Repertório de receitas

O grupo teve a ideia no seminário de graduação em Arqueologia de Alimentos de Hastorf, em Berkeley. Ao analisarem os resíduos químicos das refeições preparadas em cada panela, os pesquisadores procuravam saber se os depósitos encontrados em antigas vasilhas refletiam os restos apenas do último prato cozido ou também de refeições anteriores.

A equipe recebeu alguns animais atropelados doados. Também comprou grandes quantidades de grãos inteiros e um moinho, que Hastorf montou em sua garagem, para moê-los. O grupo desenvolveu então um repertório de seis receitas com carne de veado e grãos inteiros e moídos.

Eles escolheram ingredientes básicos que podem ser encontrados em muitas partes do mundo. Por exemplo, duas receitas focaram na canjica, feita a partir da imersão do milho em uma solução alcalina. Duas outras usaram farinha de trigo.

“Escolhemos os alimentos com base na facilidade de distinguir os produtos químicos uns dos outros e em como os potes reagiriam aos valores isotópicos e químicos dos alimentos”, disse Hastorf, professora de antropologia de Berkeley que estuda a arqueologia dos alimentos, entre outras coisas.
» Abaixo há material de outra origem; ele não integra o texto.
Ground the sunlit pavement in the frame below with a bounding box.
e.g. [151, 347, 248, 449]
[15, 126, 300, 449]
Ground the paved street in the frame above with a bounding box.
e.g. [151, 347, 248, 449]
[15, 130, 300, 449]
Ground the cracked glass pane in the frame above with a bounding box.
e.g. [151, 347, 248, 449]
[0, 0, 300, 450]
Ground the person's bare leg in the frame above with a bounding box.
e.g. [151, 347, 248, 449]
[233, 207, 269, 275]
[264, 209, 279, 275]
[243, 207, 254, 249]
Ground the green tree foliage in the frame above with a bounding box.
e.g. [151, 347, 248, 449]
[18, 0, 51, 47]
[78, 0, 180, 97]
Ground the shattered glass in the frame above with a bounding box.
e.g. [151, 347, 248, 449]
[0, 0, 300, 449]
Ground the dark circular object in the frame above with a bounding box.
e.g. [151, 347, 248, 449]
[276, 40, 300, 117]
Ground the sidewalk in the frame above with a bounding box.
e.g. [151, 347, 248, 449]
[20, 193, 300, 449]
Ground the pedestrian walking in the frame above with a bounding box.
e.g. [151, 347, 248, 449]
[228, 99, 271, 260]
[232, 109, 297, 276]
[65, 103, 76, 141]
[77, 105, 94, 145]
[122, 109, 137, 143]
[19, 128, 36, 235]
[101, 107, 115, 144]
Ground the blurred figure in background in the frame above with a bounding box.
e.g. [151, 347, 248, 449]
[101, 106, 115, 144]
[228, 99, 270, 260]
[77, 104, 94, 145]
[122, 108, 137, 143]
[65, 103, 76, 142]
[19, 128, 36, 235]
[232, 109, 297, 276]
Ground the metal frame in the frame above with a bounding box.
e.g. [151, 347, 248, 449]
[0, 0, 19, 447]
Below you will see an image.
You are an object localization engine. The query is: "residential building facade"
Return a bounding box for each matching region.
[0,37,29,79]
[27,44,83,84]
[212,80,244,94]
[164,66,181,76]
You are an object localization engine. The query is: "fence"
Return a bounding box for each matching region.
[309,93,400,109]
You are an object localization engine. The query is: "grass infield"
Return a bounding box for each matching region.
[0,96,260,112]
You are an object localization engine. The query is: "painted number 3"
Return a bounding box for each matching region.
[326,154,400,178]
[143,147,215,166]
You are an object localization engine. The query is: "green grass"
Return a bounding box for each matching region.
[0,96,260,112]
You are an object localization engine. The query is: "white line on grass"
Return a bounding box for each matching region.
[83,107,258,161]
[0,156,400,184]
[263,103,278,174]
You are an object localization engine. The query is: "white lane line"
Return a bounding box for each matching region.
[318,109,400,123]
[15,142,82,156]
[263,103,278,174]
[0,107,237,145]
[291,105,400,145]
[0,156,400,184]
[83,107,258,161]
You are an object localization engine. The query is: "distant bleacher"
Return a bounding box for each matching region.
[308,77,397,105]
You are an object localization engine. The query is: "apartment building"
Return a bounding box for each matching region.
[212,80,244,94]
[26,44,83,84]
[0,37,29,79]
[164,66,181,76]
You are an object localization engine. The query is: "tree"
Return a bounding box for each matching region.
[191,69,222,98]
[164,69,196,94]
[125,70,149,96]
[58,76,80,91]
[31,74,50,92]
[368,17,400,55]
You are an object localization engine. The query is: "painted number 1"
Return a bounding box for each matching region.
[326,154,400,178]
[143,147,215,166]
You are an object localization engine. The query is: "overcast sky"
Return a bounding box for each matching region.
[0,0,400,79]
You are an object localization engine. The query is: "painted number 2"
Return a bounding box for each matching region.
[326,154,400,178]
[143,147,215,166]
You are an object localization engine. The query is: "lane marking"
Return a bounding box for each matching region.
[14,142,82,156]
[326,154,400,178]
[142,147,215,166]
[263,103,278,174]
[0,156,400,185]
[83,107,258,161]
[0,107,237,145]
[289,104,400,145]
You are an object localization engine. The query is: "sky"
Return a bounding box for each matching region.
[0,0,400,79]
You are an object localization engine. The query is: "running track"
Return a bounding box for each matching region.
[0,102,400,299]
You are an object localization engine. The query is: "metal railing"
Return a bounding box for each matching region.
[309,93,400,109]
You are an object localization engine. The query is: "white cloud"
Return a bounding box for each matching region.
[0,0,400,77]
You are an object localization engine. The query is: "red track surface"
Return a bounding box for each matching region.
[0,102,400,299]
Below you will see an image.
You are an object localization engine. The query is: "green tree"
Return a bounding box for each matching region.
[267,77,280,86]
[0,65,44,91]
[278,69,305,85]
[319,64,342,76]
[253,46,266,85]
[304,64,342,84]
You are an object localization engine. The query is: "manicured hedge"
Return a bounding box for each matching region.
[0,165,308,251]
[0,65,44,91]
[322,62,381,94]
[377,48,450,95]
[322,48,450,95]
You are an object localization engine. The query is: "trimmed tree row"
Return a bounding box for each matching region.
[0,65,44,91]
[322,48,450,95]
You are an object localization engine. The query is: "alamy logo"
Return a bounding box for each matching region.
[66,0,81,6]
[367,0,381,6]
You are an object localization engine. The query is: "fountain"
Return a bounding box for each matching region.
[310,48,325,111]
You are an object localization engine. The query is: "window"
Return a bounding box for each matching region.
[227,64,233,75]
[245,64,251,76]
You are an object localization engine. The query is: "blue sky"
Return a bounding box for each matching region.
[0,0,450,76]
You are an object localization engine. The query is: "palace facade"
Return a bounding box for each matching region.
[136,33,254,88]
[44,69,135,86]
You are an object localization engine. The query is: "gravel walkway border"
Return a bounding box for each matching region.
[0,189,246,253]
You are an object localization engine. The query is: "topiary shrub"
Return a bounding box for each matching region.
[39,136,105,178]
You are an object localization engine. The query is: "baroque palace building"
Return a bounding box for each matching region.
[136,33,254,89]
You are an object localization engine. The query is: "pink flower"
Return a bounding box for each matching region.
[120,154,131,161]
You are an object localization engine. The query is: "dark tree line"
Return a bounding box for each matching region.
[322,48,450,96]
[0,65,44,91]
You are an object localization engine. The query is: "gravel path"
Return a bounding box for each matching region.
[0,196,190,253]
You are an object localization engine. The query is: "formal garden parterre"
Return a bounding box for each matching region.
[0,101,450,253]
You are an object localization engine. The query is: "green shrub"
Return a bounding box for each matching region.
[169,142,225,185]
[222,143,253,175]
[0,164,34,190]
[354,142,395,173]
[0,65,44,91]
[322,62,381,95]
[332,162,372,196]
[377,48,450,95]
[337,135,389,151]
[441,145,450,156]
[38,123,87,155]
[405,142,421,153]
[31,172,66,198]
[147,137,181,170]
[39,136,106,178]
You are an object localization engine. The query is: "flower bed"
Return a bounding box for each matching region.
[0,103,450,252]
Cada chef preparou uma refeição experimental semanalmente em uma panela La Chamba usando os ingredientes designados pelo grupo. “As refeições pastosas eram insossas e não as comemos”, observou Miller.

Nova ferramenta

Cada oitava refeição foi carbonizada. O objetivo era replicar os tipos de resíduos carbonizados que os arqueólogos costumam encontrar em potes antigos e imitar o que normalmente aconteceria durante a vida de um pote. Entre cada refeição, os potes eram limpos com água e um galho de macieira. Surpreendentemente, nenhum deles quebrou durante o estudo.

No Centro de Biogeoquímica de Isótopos Estáveis ​​de Berkeley, a equipe realizou uma análise dos restos carbonizados e das pátinas (compostos químicos) carbonizadas que se desenvolveram nos potes. Isótopos estáveis ​​são átomos cuja composição não se decompõe com o tempo, o que é útil para estudos arqueológicos. Uma análise dos lipídios gordurosos absorvidos nas panelas de barro foi realizada na Universidade de Bristol, na Inglaterra.

No geral, as análises químicas dos resíduos alimentares mostraram que diferentes escalas de tempo de refeição estavam representadas em diferentes resíduos. Por exemplo, os pedaços carbonizados no fundo de uma panela continham evidências da última refeição cozida. Já os restos de refeições anteriores podiam ser encontrados na pátina que se acumulou em outro lugar no interior da panela e no resíduo lipídico absorvido pela própria cerâmica.

Esses resultados proporcionam aos cientistas uma nova ferramenta para estudar dietas antigas. Além disso, fornecem pistas para a produção de alimentos, cadeias de abastecimento e distribuição de eras passadas.

“Abrimos a porta para que outros levem este experimento para o próximo nível e registrem prazos ainda mais longos em que os resíduos alimentares podem ser identificados”, disse Miller.